Les Chinouks vivent en famille dans de grandes huttes d'écorce de cèdre, où les lits sont disposés comme les cadres dans les cabines d'un navire. Ils ne se vêtissent guère qu'en hiver; alors ils portent un manteau de peaux de rats musqués ou de veau marin.
Une ceinture (kalaquarté) en filaments d'écorce de cèdre compose, pour l'été, le costume ordinaire des femmes. Mais, quand la saison est rigoureuse, elles se couvrent d'une tunique faite avec des peaux de cygnes ou d'oies sauvages.

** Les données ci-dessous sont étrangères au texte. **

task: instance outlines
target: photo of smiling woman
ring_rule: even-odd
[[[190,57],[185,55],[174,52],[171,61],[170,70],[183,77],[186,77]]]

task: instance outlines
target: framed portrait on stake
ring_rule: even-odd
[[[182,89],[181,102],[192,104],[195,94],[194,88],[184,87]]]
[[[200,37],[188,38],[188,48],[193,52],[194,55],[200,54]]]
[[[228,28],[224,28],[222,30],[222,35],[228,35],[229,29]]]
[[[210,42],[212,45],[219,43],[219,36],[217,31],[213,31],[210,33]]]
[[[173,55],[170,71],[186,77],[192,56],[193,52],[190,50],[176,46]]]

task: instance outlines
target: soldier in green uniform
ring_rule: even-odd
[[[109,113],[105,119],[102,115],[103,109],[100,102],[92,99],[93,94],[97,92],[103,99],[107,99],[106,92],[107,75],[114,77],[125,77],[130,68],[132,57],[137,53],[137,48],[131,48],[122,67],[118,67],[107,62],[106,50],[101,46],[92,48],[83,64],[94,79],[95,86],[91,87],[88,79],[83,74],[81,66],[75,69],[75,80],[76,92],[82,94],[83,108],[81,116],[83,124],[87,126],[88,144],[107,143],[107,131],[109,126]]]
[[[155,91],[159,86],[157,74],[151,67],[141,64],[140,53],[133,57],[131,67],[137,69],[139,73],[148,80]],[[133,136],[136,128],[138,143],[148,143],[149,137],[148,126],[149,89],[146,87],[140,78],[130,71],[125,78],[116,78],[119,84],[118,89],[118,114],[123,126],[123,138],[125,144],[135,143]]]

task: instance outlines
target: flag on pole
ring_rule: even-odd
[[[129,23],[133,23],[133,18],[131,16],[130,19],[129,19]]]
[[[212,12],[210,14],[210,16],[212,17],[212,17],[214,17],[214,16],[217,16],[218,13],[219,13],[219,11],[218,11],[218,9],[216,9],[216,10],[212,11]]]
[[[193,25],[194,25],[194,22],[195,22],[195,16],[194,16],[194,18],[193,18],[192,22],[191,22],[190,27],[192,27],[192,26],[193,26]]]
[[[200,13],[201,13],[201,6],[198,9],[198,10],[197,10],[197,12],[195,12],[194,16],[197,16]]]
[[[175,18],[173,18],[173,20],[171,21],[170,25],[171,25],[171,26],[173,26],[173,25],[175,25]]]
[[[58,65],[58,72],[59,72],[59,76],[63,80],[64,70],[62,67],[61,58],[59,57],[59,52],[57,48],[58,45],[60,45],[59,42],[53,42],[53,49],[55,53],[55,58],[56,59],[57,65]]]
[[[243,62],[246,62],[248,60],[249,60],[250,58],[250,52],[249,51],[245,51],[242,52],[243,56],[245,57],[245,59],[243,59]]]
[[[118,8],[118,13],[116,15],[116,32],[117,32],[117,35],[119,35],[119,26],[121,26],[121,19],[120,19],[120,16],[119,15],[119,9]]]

Le poisson, le gibier et des racines de kamassas (camassa esculenta) et de ouappatou (sagitta folia commune), bulbes qui, par la saveur et la forme, ressemblent assez à l'oignon, constituent la base de leur alimentation. Leurs armes ont assez de rapport avec celles des autres tribus sauvages de l'Amérique du Nord pour que je croie inutile de les décrire spécialement ici.
Ces particularités données, je reprends, pour ne plus le quitter, le fil de ma narration.
CHAPITRE III
POIGNET-D'ACIER
Le matin du jour où se passait la tragédie rapportée dans le premier chapitre de ce livre, un homme se promenait, pensif, devant une cabane grossièrement construite, près d'un monceau de ruines, le long de la pointe Georges, sur la rive sud de la Colombie, quelques milles de son embouchure.
L'homme était connu, dans le désert américain, sous le nom de
Poignet-d'Acier.
Les ruines étaient celles du fort Astoria.
Poignet-d'Acier avait atteint la maturité de l'âge. Sa taille était élancée, sa musculature fine, souple, gracieuse dans son jeu; elle annonçait la vigueur unie à l'agilité. Il avait les traits fortement accusés, un peu secs, et sa physionomie eût été dure sans une barbe noire qui la masquait en partie et en adoucissait les angles. Son oeil, fréquemment voilé par quelque pensée amère, s'animait de lueurs éblouissantes quand il voulait se fixer sur une personne ou un objet. Son éclat devenait alors insoutenable. Il fascinait, faisait froid au coeur. A la vue de ce personnage, on se sentait en présence d'une de ces existences ravagées par les passions, dont la lave, toujours bouillante dans leur sein, menace à tout instant de faire éruption.